Thank YOU so much BEBOY of 7th batch.

Monday, November 24, 2008

Healing Mass

12 noon is the schedule for the healing mass in Sto. Nino Parish Bago Bantay, Q.C. I don't have any idea about healing mass so out of curiosity i attended the mass. I am amaze some individuals faint. I convince myself to make a try. I am in the second row to be healed while waiting for my turn i am contemplating of the possible things to happen. I instill in my mind not to be afraid of because all i wanted to have is experience "how it feels to be healed". The INdian priest touches my forehead and say a prayer which i hardly heard what the prayer is all about. As he remove his hands in my forehead i am wondering "WHY" i am still standing hmm... but there is something that happens deep within me after leaving the healing area i feel refresh my burdens, my doubts, anguish, hurts are relieved. I could feel i am a NEw Cristy that very moment.

"Seize the moment of excited curiosity on any subject to solve your doubts; for if you let it pass, the desire may never return, and you may remain in ignorance".
William Wirt

Thursday, October 30, 2008

ten years

As I embarked the portals of MY ALMA MATTER - THE SISTERS OF MARY SCHOOL , a day becomes week, a week becomes a month, a month becomes a year and one year becomes ten years. For ten years i sailed along the seas of realities. A real world where I am now. I stumbled a hundred times and get up. I was totally lost about SOM. I am back in the track last Oct 4, it was a great time for me to be with SOM graduates. Without hesistation I join the overnight swimming. It was indeed fun and worth remembering witnessing the laughs, dances and the games we played that night. Guys thank you so much!

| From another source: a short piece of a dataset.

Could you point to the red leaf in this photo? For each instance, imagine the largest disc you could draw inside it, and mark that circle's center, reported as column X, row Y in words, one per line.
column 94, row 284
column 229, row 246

My trueself, actual self...


Being in this majestic world I am exhaulted and thankful for I am able to savor the sweetness of LIFe. I am so blessed enough that each day am able to blink my eyes and see beautiful creations.

BUT, AM I ABLE TO BRING HAPPINESS TO OTHERS?

A question that leads my footsteps wandering, searching for the exact answer which up to now am still uncertain.